Data Processing in BigQuery Omni

Architecture Overview

BigQuery Omni is a multi-cloud version of BigQuery.

BigQuery Omni is a fully managed multi-tenant system. Customers do not provision their own compute resources.

The BigQuery Omni control plane runs in Google data centers as part of Google Cloud. Customers interact with BigQuery Omni via the BigQuery API (or Google Cloud Console) hosted by the control plane in Google Cloud. The control plane (Google Cloud) and data plane (AWS or Azure) are in the same jurisdiction.

The data plane is a multi-tenant, distributed query execution engine that is fully managed by Google.

BigQuery does not permanently store table data outside of the customer-managed storage service on Azure or AWS. It accesses data stored in AWS S3 or Azure Blob storage owned by the customer as external tables.

Data Flow between Google and AWS or Azure

Queries

This section describes the dataflow for queries (e.g. SELECT * FROM). It also applies to DDL statements (e.g. CREATE EXTERNAL TABLE).

Dataflow between Google and AWS or Azure for queries.

Step Google Cloud AWS or Azure
1 BigQuery control plane receive query jobs from the customer via Cloud Console or the BigQuery CLI/API.
2 BigQuery control plane sends query jobs for processing to BigQuery data plane (on AWS/Azure)
3 BigQuery data plane receives query from the control plane through a VPN connection.
4 BigQuery data plane reads table data from customer owned storage buckets (AWS S3 or Azure Blob storage)
5 BigQuery data plane runs the query job on table data. Processing of table data occurs in the select AWS or Azure region
6 Query result (up to 2 MB) is transmitted from data plane to control plane via VPN connection.
7 BigQuery control plane receives query job results for display to customer in response to query job. This data is stored temporarily (up to 24 hrs).
8 Query result is returned to the user.

Export Queries

This section describes the dataflow for export queries (e.g. EXPORT DATA SELECT * FROM …).

Dataflow between Google and AWS or Azure for export queries.

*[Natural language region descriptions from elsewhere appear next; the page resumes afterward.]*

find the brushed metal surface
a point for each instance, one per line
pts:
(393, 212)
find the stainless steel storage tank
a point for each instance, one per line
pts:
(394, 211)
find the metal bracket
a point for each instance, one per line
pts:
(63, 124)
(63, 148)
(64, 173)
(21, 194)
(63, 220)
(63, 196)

Step Google Cloud AWS or Azure
1 BigQuery control plane receive export query jobs from the customer via Cloud Console or the BigQuery CLI/API. The query contains the destination path for the query result in customer owned storage buckets (AWS S3 or Azure Blob storage)
2 BigQuery control plane sends export query jobs for processing to BigQuery data plane (on AWS/Azure)
3 BigQuery data plane receives export query from the control plane through VPN connection
4 BigQuery data plane reads table data from customer owned storage buckets (AWS S3 or Azure Blob storage)
5 BigQuery data plane runs the query job on table data. Processing of table data occurs in the select AWS or Azure region
6 BigQuery writes the query result to the specified destination path in customer owned storage buckets (AWS S3 or Azure Blob storage)